Brian M. Ashe (/æʃ/, born April 23, 1963) is an American politician who represents the 2nd Hampden District in the Massachusetts House of Representatives. A member of the Democratic Party, his district includes all of Hampden and Longmeadow and part of East Longmeadow, Monson, and Springfield.

== Political career ==
Ashe entered politics with his election to the Longmeadow Select Board, where he served from 2001 to 2008.

In 2006, Ashe unsuccessfully sought the Democratic nomination for Massachusetts Senate in the 1st Hampden and Hampshire district, losing to Gale D. Candaras.

In 2008, Ashe ran to succeed Republican Representative Mary Rogeness in the 2nd Hampden district. He defeated Springfield City Councilor Kateri B. Walsh in the Democratic primary and Republican William G. Scibelli, a colleague on the Longmeadow Select Board, in the general election. Ashe became the first Democrat to represent the district in 36 years.

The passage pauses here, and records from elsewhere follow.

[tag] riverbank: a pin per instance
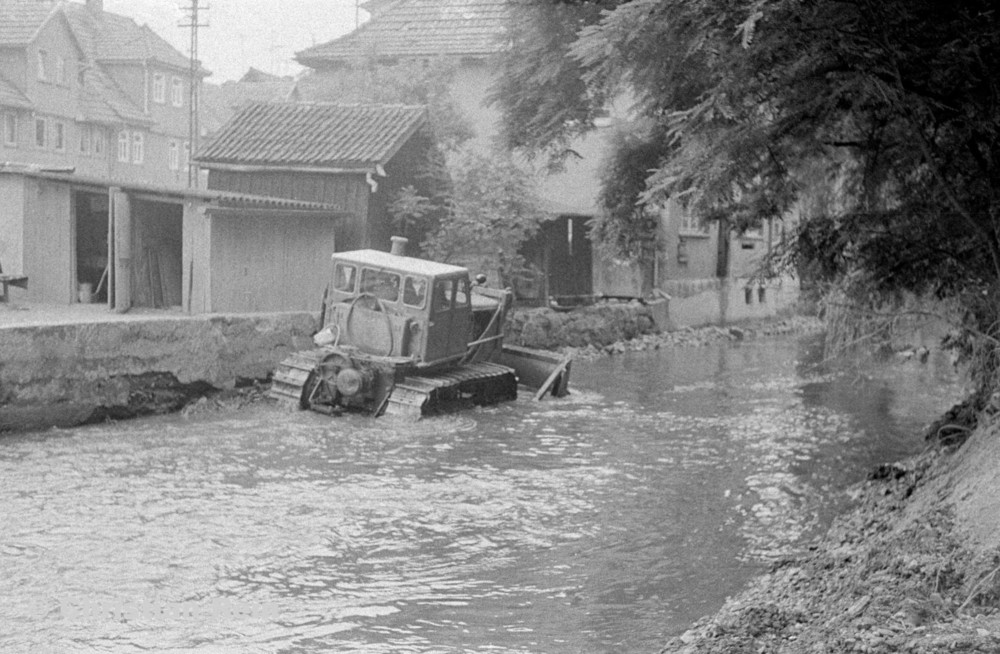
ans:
(914, 567)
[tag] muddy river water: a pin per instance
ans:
(602, 522)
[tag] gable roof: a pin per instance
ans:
(101, 101)
(20, 20)
(420, 28)
(110, 38)
(11, 96)
(345, 137)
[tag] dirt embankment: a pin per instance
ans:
(915, 567)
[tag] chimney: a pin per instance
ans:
(399, 245)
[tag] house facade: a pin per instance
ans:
(692, 264)
(91, 91)
(352, 158)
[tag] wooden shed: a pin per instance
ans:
(353, 158)
(89, 239)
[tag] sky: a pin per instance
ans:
(264, 34)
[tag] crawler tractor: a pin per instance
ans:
(407, 336)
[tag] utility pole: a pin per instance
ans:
(193, 19)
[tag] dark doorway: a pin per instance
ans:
(91, 211)
(157, 245)
(570, 260)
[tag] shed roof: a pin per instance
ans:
(219, 198)
(380, 259)
(348, 137)
(421, 28)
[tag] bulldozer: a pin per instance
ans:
(411, 337)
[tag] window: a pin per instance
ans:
(343, 278)
(97, 140)
(383, 285)
(414, 292)
(691, 224)
(123, 143)
(177, 92)
(59, 136)
(160, 88)
(174, 157)
(10, 130)
(41, 133)
(138, 147)
(85, 140)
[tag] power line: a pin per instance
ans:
(194, 18)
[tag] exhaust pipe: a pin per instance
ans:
(399, 245)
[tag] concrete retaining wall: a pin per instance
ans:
(67, 374)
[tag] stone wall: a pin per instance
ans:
(68, 374)
(600, 324)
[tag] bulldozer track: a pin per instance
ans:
(292, 374)
(480, 383)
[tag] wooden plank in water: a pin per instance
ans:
(537, 369)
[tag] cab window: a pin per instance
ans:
(414, 292)
(344, 277)
(462, 297)
(380, 283)
(443, 293)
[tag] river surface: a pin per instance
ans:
(603, 522)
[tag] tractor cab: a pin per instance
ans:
(390, 305)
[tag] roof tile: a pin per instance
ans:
(109, 37)
(11, 96)
(320, 135)
(20, 20)
(421, 28)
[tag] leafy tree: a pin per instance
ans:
(472, 208)
(491, 211)
(757, 105)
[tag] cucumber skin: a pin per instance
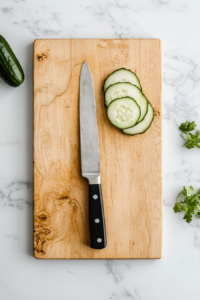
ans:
(10, 69)
(137, 123)
(111, 121)
(126, 96)
(116, 82)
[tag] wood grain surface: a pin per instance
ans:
(131, 167)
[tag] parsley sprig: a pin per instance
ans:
(188, 202)
(192, 140)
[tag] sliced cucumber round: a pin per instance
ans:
(124, 89)
(123, 112)
(144, 125)
(122, 75)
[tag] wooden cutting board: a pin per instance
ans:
(131, 167)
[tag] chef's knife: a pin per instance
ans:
(90, 159)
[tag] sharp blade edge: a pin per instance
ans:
(90, 160)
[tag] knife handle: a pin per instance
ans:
(96, 216)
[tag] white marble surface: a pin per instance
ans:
(176, 275)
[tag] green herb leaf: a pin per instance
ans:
(192, 140)
(189, 203)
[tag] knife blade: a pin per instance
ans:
(90, 158)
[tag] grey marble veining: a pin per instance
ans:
(175, 276)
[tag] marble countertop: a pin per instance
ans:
(176, 275)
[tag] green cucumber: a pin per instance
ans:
(10, 69)
(121, 75)
(144, 125)
(123, 89)
(123, 112)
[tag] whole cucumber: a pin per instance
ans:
(10, 69)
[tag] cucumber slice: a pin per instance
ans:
(124, 112)
(125, 89)
(122, 75)
(144, 125)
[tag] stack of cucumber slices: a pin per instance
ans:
(127, 107)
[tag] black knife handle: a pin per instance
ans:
(96, 215)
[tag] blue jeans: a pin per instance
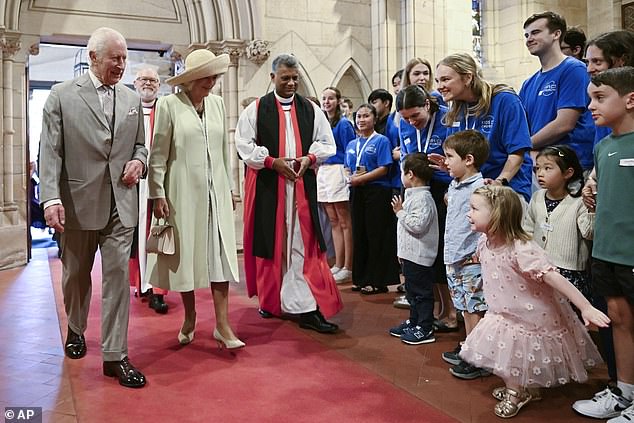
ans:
(419, 288)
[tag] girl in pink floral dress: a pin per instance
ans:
(530, 337)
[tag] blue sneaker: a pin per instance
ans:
(416, 336)
(401, 329)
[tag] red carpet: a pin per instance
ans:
(283, 375)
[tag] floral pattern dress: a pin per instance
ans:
(530, 336)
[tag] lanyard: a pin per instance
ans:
(466, 121)
(430, 130)
(360, 153)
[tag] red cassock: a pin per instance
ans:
(264, 276)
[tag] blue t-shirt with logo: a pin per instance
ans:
(375, 152)
(506, 129)
(563, 87)
(343, 132)
(391, 132)
(415, 141)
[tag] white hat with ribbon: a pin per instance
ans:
(200, 64)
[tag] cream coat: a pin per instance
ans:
(179, 171)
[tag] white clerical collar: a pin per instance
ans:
(96, 82)
(284, 100)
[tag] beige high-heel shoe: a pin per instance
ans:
(185, 338)
(229, 344)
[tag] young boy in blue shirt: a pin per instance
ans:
(465, 152)
(554, 98)
(612, 104)
(417, 241)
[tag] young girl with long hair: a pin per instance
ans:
(373, 225)
(606, 51)
(421, 130)
(332, 187)
(556, 217)
(530, 336)
(495, 111)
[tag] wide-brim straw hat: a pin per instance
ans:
(200, 64)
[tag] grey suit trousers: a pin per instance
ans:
(78, 255)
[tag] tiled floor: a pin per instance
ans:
(31, 354)
(33, 367)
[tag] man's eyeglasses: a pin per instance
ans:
(148, 80)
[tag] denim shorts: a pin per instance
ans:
(465, 287)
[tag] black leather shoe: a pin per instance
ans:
(315, 321)
(156, 302)
(265, 314)
(75, 345)
(323, 319)
(128, 375)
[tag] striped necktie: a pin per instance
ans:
(107, 103)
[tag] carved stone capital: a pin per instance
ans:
(10, 43)
(34, 50)
(258, 51)
(234, 48)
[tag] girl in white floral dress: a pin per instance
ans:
(530, 337)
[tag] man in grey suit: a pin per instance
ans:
(92, 154)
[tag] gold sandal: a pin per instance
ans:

=== Committee assignments ===
Source:
- Vice Chair, House Committee on Bills in the Third Reading
- House Committee on Steering, Policy and Scheduling
- Joint Committee on Community Development and Small Businesses
- Joint Committee on Tourism, Arts and Cultural Development

== Personal life ==
Ashe and his wife Sonja have two children, Tiernan and Kyra. His father, Donald E. Ashe, served 35 years as Hampden County Registrar of Deeds.